Después, silencio. Rumia de nuevo. No lo apuro.

– Si he entendido bien -dice con cara de asco- vamos a tener, además, que respetar las formas democráticas, discutir durante horas y dejarnos criticar por cualquier cosa por gente que no hará nada más que estar bien sentadas sobre sus culos.

– No exageres, tendrás un consejo municipal de oro.

– ¿De oro? ¿Y esa buena mujer, es de oro?

– ¿Judith Médard?

– Sí, Judith. ¡Tiene una lengua! ¿Y qué es lo que es, exactamente, esa mujer? -dice con suspicacia-. ¿Una P.S.U.?

– ¡Qué esperanza! Es una cristiana de izquierda.

Su cara se iluminó.

– Me gusta más eso. Siempre me he entendido con esa clase de católicos. Son unos idealistas -agrega, con un ligero desprecio.

¡Como si él no fuera un idealista! En todo caso, está completamente serenado. Porque a Marcel, Faujanet, Delpeyrou, él los conoce. Era Judith la que, si me atrevo a decirlo así, le parecía llena de algo desconocido.

– Acepto -dice por fin.

Puesto que acepta, voy a mi vez a plantearle mis condiciones.

– Escucha, quisiera sin embargo que entre el consejo municipal de La Roque y Malevil, quede bien entendido esto: los diez fusiles 36 de Vilmain y eventualmente las dos vacas de Curcejac no son donadas a La Roque. Están puestas a tu disposición durante todo el tiempo que duren tus funciones en La Roque.

Me mira, con ojo crítico.

– ¿Esto quiere decir que quieres recuperarlos, si los larroquenses me ponen en la calle?

– Sí.

– Tal vez no sea tan fácil.

– Y bien, en ese caso, fusiles y vacas se convertirían en los elementos de una negociación de conjunto.

– ¡De un regateo, entonces! -dice con el torio indefinible de incoarme un proceso.

Todo esto, por su parte, un poco frío. Distante, incluso. Estoy incómodo. Me apena despedirme de él sin nada que recuerde el calor que, en Malevil, marcaba nuestras relaciones.

– ¡Y bueno -digo, con una jovialidad forzada-, eres alcalde de La Roque! ¿Estás feliz?

Mi pregunta no lo es, me doy cuenta al instante.

– No -dice con sequedad-. Seré, espero, un buen alcalde, pero no soy feliz.

La metida de pata es como una pendiente. Continúo rodando por ella.

– ¿Aun viviendo en lo de María Lanouaille?

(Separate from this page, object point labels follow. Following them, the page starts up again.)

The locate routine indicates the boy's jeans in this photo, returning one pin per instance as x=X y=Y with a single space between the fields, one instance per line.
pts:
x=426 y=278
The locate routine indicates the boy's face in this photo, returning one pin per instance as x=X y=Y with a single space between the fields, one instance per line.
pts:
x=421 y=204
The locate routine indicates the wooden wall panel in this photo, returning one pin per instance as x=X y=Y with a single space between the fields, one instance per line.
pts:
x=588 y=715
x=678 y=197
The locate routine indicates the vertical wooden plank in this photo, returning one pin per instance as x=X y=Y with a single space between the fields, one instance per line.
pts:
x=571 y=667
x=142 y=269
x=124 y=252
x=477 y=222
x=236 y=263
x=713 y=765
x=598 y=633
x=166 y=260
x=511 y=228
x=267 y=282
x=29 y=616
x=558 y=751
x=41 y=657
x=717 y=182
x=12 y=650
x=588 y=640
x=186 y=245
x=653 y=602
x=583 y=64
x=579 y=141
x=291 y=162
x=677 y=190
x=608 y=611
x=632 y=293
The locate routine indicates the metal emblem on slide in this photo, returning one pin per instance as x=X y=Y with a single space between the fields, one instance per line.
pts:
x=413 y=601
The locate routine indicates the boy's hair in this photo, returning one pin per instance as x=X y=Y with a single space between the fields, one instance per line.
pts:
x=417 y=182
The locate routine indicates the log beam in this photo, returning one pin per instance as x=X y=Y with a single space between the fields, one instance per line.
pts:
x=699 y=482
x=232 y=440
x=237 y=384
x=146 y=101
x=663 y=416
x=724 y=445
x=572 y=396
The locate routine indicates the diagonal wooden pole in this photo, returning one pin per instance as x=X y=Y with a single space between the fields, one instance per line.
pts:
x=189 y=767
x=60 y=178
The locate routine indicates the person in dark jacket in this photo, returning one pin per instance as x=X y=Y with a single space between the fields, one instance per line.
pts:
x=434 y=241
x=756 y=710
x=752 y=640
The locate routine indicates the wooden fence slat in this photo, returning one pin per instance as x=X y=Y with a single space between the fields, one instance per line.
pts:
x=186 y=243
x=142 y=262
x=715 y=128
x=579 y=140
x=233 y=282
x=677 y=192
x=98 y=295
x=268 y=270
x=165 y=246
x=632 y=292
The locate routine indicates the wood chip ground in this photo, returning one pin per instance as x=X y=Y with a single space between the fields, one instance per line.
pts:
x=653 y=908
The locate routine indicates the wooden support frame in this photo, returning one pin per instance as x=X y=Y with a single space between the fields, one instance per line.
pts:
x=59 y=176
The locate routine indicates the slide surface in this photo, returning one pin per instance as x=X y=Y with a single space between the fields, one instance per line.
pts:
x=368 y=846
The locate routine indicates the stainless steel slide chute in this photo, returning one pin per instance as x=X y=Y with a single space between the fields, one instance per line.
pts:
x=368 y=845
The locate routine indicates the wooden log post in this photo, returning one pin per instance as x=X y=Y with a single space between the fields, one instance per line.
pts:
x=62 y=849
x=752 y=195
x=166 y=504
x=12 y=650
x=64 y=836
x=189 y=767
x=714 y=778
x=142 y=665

– Aun -dice sin sonreír y me da la espalda.

Me quedo solo, su desaire me duele. El hecho de que me lo haya merecido no me consuela para nada. Por suerte, no tengo tiempo para condolerme de mis estados de ánimo. El señor Fabrelâtre me toca el codo y me pide una entrevista con una cortesía a dos dedos de la obsequiosidad. No puedo decir que me guste mucho ese largo cirio blanquecino con su pequeño cepillo de dientes bajo la nariz y sus ojos que parpadean detrás de sus anteojos de metal. El aliento fuerte por añadidura.